While the $33 billion U.S. outsourcing market is expected to grow at about a 4% clip through 2009, the size of outsourcing deals is shrinking, according to IDC and others. Instead of entering into huge, throw-everything-over-the-wall outsourcing contracts, such as the one Sears inked with CSC, corporations are signing on for smaller, more business-specific arrangements.

Take the city of Chicago. It has drawn a clear line between what it will outsource to its service provider Unisys and what the city keeps in-house.

"When we started, we went into it with the mind-set that the city would keep functions of architecture and design and project management of major projects in-house," says Christopher O'Brien, the city's CIO. "In terms of where the boundaries of outsourcing begin and end, that has remained fairly constant. It's not likely that we would do what some organizations have done, which is turn over their whole IT shop to an outsourcer."

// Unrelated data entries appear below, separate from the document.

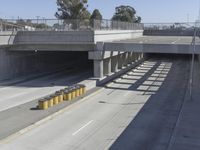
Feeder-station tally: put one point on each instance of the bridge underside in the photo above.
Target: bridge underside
(52, 47)
(155, 44)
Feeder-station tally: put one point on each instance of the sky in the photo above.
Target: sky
(151, 11)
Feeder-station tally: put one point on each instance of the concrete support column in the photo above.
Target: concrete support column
(133, 57)
(136, 57)
(107, 66)
(114, 64)
(125, 62)
(130, 58)
(98, 68)
(120, 61)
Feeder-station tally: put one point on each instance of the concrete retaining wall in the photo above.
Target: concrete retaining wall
(53, 37)
(64, 37)
(15, 64)
(169, 32)
(5, 37)
(115, 35)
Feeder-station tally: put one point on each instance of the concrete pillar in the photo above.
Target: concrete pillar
(124, 59)
(136, 57)
(107, 66)
(130, 58)
(98, 68)
(114, 64)
(133, 57)
(120, 61)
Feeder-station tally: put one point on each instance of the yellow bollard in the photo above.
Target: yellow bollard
(68, 95)
(43, 104)
(77, 89)
(80, 90)
(73, 91)
(55, 99)
(58, 94)
(50, 101)
(83, 89)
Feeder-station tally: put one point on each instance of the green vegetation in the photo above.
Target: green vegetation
(72, 9)
(126, 14)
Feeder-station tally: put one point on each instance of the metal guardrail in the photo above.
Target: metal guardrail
(65, 25)
(196, 33)
(171, 26)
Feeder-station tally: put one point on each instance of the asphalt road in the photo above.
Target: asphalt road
(137, 111)
(22, 93)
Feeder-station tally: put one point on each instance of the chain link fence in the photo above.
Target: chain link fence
(65, 25)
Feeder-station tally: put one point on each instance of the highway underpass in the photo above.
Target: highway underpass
(146, 108)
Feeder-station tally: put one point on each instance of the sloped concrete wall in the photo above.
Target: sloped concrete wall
(116, 35)
(53, 37)
(169, 32)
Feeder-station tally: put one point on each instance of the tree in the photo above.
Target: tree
(72, 9)
(96, 15)
(95, 19)
(125, 14)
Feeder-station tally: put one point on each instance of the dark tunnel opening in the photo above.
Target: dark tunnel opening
(22, 64)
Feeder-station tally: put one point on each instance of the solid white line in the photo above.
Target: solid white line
(82, 127)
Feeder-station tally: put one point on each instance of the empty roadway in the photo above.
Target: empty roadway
(137, 111)
(21, 93)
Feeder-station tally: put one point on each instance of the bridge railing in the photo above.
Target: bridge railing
(171, 26)
(66, 25)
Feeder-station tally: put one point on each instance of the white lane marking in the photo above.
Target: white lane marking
(83, 127)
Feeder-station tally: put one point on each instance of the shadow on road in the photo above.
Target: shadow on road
(166, 83)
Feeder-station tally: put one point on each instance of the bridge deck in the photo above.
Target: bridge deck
(160, 40)
(155, 44)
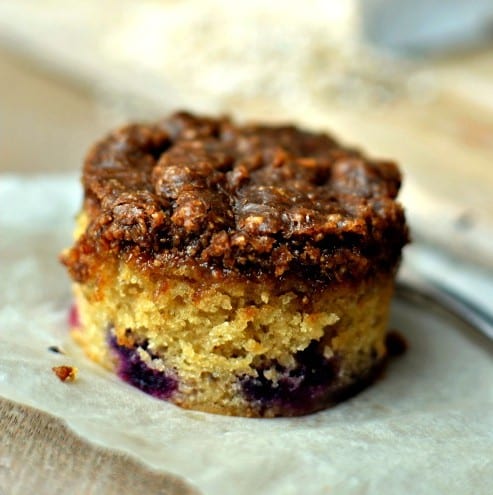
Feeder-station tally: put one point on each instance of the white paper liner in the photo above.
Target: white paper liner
(426, 427)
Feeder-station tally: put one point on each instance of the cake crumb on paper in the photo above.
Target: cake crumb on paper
(65, 373)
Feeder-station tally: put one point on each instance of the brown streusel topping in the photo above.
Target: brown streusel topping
(251, 200)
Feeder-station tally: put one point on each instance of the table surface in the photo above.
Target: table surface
(59, 120)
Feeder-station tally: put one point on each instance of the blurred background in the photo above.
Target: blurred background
(410, 80)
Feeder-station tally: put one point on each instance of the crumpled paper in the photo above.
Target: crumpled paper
(426, 427)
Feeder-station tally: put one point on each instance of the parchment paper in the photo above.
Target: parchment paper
(426, 427)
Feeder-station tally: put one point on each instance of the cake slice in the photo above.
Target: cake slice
(236, 269)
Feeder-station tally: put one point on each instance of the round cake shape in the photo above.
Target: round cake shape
(237, 269)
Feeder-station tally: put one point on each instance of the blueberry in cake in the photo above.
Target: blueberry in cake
(236, 269)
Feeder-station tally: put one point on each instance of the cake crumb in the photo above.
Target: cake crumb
(55, 349)
(65, 373)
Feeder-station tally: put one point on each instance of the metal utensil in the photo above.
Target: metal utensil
(413, 285)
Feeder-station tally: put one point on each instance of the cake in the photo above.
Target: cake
(235, 269)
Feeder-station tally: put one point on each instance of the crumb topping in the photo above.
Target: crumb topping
(239, 198)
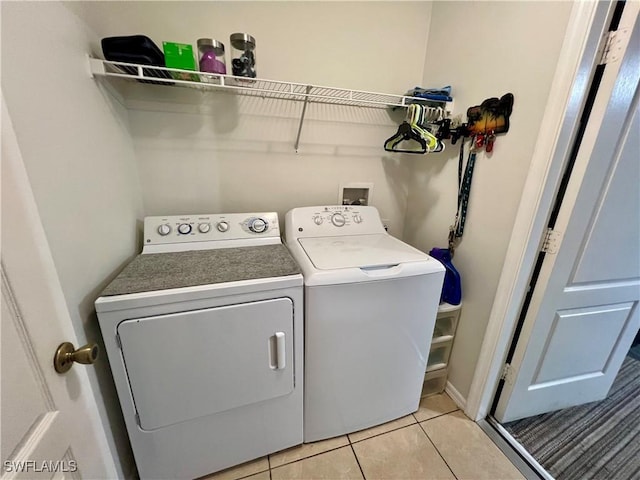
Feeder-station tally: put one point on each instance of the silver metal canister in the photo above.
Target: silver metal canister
(243, 55)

It's true that traditional, large outsourcing deals, what some call "kitchen sink" outsourcing, are being reevaluated, says Bruce Guptill, managing director at consulting firm Saugatuck Technology.

"The old-school value perception was pretty much, 'Let's outsource IT because it's not our business.' The new-school value perception is more, 'Let's keep, or increase, the internal IT that provides us with unique business advantage, and outsource what's not part of our core business processes,'" he says.

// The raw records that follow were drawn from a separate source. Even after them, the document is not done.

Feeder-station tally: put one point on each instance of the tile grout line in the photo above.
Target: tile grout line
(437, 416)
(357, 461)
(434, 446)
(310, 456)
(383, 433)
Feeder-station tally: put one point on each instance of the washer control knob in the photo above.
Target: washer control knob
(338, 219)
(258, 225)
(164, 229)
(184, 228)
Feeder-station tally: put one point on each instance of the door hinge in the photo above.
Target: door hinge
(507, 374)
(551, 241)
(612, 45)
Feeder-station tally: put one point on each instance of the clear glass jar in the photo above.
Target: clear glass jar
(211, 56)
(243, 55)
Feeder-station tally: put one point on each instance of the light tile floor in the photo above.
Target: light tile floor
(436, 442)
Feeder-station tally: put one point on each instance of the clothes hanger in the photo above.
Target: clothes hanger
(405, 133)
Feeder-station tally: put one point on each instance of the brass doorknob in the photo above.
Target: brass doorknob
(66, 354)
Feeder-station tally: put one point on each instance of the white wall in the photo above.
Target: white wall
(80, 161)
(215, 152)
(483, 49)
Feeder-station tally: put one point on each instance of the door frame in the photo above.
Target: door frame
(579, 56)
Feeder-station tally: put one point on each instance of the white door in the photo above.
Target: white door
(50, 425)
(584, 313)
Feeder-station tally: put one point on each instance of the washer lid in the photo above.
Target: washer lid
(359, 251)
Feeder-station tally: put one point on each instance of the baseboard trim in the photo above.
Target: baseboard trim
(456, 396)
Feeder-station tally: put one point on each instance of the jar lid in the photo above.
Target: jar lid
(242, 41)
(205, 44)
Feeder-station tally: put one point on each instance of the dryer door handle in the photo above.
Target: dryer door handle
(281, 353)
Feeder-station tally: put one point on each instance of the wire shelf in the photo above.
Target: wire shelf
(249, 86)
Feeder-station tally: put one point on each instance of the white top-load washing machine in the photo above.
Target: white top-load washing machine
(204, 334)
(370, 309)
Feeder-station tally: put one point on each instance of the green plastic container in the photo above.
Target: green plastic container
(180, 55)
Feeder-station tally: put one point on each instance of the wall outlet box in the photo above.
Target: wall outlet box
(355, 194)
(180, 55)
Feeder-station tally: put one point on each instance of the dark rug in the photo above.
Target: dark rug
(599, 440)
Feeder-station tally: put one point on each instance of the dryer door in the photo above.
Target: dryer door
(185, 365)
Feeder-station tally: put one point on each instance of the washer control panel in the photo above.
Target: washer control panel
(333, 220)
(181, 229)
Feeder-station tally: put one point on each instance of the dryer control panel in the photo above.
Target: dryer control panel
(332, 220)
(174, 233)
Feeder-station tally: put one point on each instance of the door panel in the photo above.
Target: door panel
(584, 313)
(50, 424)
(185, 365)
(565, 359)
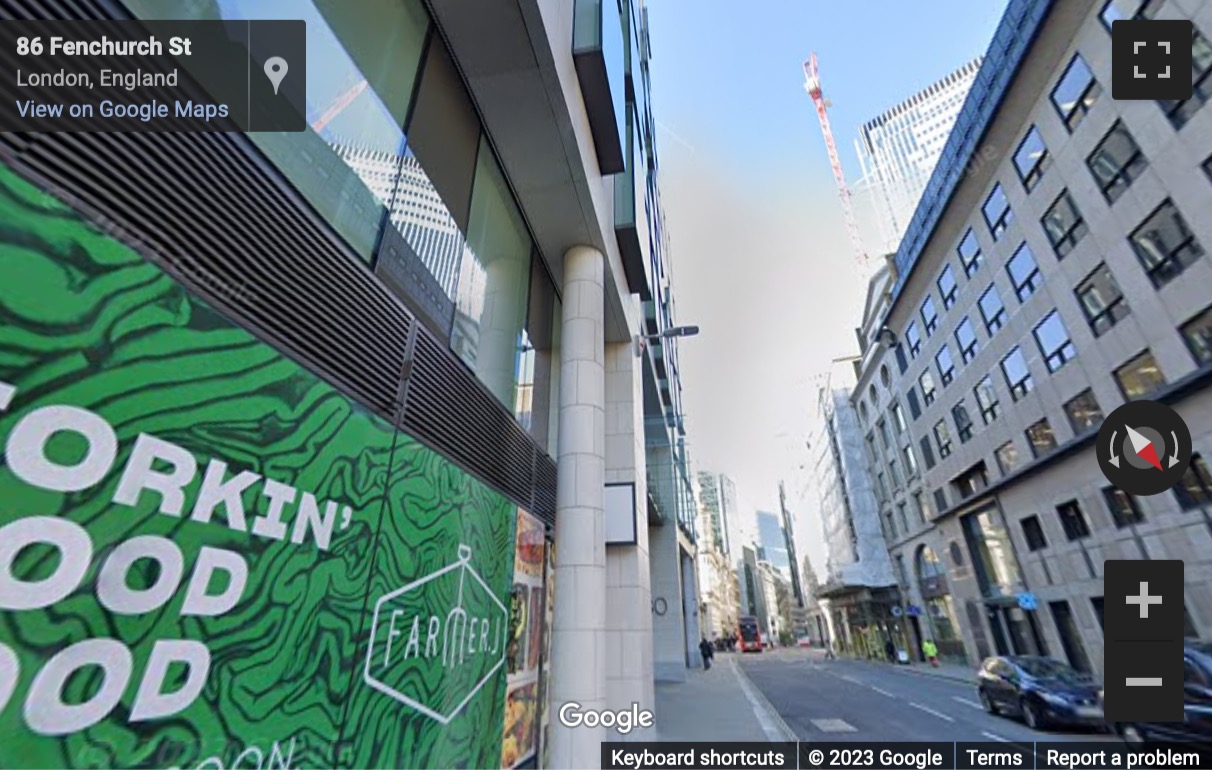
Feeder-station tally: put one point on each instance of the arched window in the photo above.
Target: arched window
(928, 565)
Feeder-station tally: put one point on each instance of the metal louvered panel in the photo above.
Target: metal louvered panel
(210, 210)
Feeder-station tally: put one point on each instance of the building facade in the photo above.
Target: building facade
(859, 587)
(897, 152)
(362, 369)
(1056, 269)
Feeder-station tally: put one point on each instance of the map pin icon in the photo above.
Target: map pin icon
(275, 69)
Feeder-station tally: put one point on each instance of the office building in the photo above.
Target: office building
(1056, 268)
(859, 587)
(387, 360)
(897, 152)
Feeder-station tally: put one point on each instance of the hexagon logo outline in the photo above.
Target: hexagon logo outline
(462, 563)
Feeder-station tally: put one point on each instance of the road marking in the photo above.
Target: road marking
(931, 711)
(833, 725)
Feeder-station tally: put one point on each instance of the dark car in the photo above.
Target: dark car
(1041, 690)
(1196, 724)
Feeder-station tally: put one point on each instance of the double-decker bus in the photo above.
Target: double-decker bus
(749, 633)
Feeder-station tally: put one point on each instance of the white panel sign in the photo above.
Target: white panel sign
(621, 514)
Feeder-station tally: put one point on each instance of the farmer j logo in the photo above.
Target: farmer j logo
(438, 640)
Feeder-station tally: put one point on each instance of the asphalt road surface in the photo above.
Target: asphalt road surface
(865, 701)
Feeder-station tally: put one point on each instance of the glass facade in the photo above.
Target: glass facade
(394, 152)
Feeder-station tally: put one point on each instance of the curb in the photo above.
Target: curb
(762, 707)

In some cases, the reevaluation is resulting in corporations retreating on their outsourcing plans. A study earlier this year by Deloitte Consulting of 25 large organizations with a combined $50 billion in outsourcing contracts found that one in four companies had brought outsourced functions back in-house.

Not that some huge outsourcing deals aren't thriving. For example, a 10-year, $3 billion managed services contract between HP and The Procter & Gamble Co., signed in 2003, is still going strong.

"We share the same goal: transformation; not cost cutting," says Joe Hogan, vice president of HP managed services.

Companies use outsourcers but on a more-selective basis, analysts say. The vendors involved are expanding. In addition to companies such as IBM, HP, Electronic Data Systems and CSC, smaller vendors, such as Perot Systems, ACS and Hewitt Associates, are getting involved, analysts say.

There's a trend toward using multiple service providers - such as one for the network, one for operating servers in data center environments, and one for handling the help desk, says Lorrie Scardino, research vice president at Gartner.

"There are always going to be a handful of mega-deals that capture a lot of press because they're huge and involve big outsourcing companies and big clients. But we also see more selective outsourcing," Scardino says.

The failure of certain multibillion-dollar mega-deals has captured a lot of press lately, including the one between Sears and CSC. Then there was JPMorgan Chase last fall backing off a $5 billion, seven-year outsourcing agreement with IBM, but stressing that the two companies remain technology partners.